As I see it, we have three choices:

  1. Send a holographic message to Atul Gawande asking him to figure this out for us (Inga has volunteered to send this message, btw).
  2. Sit back and wait a generation until our digital native teenagers mature to replace today’s clinical computing-averse physicians.
  3. Redesign and bind the disparate processes of clinical workflow, clinical computing, and reimbursement together so that the benefits of healthcare as an electronic medium align with the efforts needed to achieve clinical computing adoption.

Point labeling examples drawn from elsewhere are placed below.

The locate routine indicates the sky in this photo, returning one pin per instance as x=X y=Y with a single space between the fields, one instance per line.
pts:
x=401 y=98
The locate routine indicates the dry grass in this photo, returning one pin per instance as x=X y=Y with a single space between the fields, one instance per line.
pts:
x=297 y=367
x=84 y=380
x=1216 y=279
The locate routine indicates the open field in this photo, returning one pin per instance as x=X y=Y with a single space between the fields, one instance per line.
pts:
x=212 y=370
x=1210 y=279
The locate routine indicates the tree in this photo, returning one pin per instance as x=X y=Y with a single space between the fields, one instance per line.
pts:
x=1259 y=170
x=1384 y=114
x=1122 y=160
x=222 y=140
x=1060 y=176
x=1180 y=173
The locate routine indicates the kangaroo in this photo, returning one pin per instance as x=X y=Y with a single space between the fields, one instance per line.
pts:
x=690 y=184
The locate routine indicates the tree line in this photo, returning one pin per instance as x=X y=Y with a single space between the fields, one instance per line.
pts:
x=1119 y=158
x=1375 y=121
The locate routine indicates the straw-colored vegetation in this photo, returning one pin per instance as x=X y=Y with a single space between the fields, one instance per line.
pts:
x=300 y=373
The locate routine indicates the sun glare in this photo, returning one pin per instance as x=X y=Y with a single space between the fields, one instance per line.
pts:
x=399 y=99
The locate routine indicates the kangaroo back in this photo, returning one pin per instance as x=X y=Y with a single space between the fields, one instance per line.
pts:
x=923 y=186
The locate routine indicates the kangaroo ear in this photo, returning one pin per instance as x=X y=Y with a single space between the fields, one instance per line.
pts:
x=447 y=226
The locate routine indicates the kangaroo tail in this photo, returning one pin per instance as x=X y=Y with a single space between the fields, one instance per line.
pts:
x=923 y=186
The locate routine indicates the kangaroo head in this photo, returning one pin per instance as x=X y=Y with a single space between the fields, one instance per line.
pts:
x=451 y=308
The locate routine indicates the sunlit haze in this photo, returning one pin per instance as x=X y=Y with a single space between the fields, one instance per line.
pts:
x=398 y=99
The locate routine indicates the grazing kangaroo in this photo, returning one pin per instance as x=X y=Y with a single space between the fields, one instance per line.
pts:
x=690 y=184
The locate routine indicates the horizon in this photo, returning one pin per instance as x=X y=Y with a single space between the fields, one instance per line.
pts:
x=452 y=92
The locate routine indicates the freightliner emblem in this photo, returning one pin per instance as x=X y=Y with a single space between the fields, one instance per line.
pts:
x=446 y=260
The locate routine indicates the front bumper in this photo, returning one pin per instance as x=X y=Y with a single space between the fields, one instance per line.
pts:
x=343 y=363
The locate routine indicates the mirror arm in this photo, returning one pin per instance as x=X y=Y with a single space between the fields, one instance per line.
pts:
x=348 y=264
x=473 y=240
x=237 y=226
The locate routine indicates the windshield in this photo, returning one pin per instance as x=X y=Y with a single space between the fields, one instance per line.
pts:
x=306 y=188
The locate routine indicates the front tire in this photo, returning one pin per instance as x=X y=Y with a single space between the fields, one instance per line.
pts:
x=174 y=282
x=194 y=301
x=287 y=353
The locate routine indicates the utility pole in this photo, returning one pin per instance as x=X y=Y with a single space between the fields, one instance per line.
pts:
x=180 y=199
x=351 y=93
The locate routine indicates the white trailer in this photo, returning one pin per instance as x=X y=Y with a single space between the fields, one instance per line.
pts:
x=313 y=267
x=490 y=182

Healthcare delivery organizations, if you want to finally realize the benefits of improved outcomes, patient engagement, and ultimately preventative care, make the required workflow and infrastructure easy and economically advantageous for physicians to use-without needing to be bribed by the government.

I believe today’s healthcare executives are in the enviable position of being able to write their names in the history books as the alchemists who transformed their foaming beakers of physician-burning carbolic acid into the clinical computing manifestation of nitrous oxide. In addition to smiling, your doctors, your health system, your nation’s economy, and your patients will thank you when you pull this off.

I close with Atul Gawande’s simple instructions. “Use the force, Luke”, (sorry, I couldn’t resist)  What Dr. Gawande actually said was, "We yearn for frictionless, technological solutions. But people talking to people is still the way that norms and standards change."

John Gobron is president and CEO of AventuraHQ.